PII identification and redaction for streaming jobs is performed only upon complete transcription of the audio segments.

Types of PII Amazon Transcribe can recognize for streaming transcriptions
PII type Description
ADDRESS

A physical address, such as 100 Main Street, Anytown, USA or Suite #12, Building 123. An address can include a street, building, location, city, state, country, county, zip, precinct, neighborhood, and more.

AGE

An individual's age, including the quantity and unit of time. For example, in the phrase I am 40 years old, Amazon Transcribe recognizes '40 years' as an age.

ALL

Redact or identify all PII types listed in this table.

AWS_ACCESS_KEY

A unique identifier that's associated with an AWS secret access key. Your access key ID and secret access key allow you to sign programmatic AWS requests cryptographically.

AWS_SECRET_KEY

A unique identifier that's associated with an AWS access key. Your secret access key and access key ID allow you to sign programmatic AWS requests cryptographically.

BANK_ACCOUNT_NUMBER

A US bank account number. These are typically between 10 - 12 digits long, but Amazon Transcribe also recognizes bank account numbers when only the last 4 digits are present.

BANK_ROUTING

A US bank account routing number. These are typically 9 digits long, but Amazon Transcribe also recognizes routing numbers when only the last 4 digits are present.

CREDIT_DEBIT_CVV

A 3-digit card verification code (CVV) that is present on VISA, MasterCard, and Discover credit and debit cards. In American Express credit or debit cards, it is a 4-digit numeric code.

CREDIT_DEBIT_EXPIRY

The expiration date for a credit or debit card. This number is usually 4 digits long and formatted as month/year or MM/YY. For example, Amazon Transcribe can recognize expiration dates such as 01/21, 01/2021, and Jan 2021.

CREDIT_DEBIT_NUMBER

The number for a credit or debit card. These numbers can vary from 13 to 16 digits in length, but Amazon Transcribe also recognizes credit or debit card numbers when only the last 4 digits are present.

DATE_TIME

A date, which may include the year, month, day, day of week, or time of day. For example, Amazon Transcribe recognizes January 19 2020, 11 am, and Thursday morning as dates. Amazon Transcribe also recognizes partial dates, date ranges, date intervals and decades, such as the 1990s.

DRIVER_ID

A driver's license number. Driver's license numbers consists of alphanumeric characters.

EMAIL

An email address, such as efua.owusu@email.com.

IP_ADDRESS

An IPv4 address, such as 198.51.100.0.

MAC_ADDRESS

A media access control (MAC) address is a unique identifier assigned to a network interface controller (NIC).

NAME

An individual's name. This entity type does not include titles, such as Mr., Mrs., Miss, or Dr. Amazon Transcribe does not apply this entity type to names that are part of organizations or addresses. For example, Amazon Transcribe recognizes the John Doe Organization as an organization, and Jane Doe Street as an address.

PASSPORT_NUMBER

A US passport number. Passport numbers range from six to nine alphanumeric characters.

PASSWORD

An alphanumeric string that is used as a password, such as Myd0GsB!RthD@y7.

PHONE

A phone number. This entity type also includes fax and pager numbers.

PIN

A 4-digit personal identification number (PIN) that allows someone to access their bank account information.

SSN

A Social Security Number (SSN) is a 9-digit number that is issued to US citizens, permanent residents, and temporary working residents. Amazon Transcribe also recognizes Social Security Numbers when only the last 4 digits are present.

URL

A web address, such as www.example.com.

USERNAME

A name or pseudonym that identifies a user's account, such as a login name, screen name, nickname, or handle.

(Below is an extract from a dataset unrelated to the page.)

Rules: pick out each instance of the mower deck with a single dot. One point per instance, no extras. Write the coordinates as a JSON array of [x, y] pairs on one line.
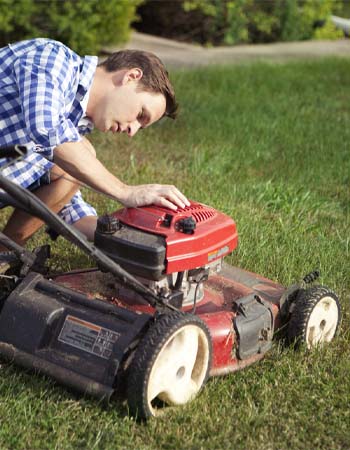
[[220, 309]]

You can start a streaming transcription using the AWS Management Console, WebSocket, or HTTP/2.

  1. Sign into the AWS Management Console.

  2. In the navigation pane, choose Real-time transcription. Scroll down to Content removal settings and expand this field if it is minimized.

  3. Toggle on PII Identification & redaction.

  4. Select either Identification only or Identification & redaction, then select the PII entity types you want to identify or redact in your transcript.

  5. You're now ready to transcribe your stream. Select Start streaming and begin speaking. To end your dictation, select Stop streaming.

This example creates a pre-signed URL that uses either PII Identification or PII redaction in a WebSocket stream. Line breaks have been added for readability. For more information on using WebSocket streams with Amazon Transcribe, see Setting up a WebSocket stream. For more detail on parameters, see StartStreamTranscription.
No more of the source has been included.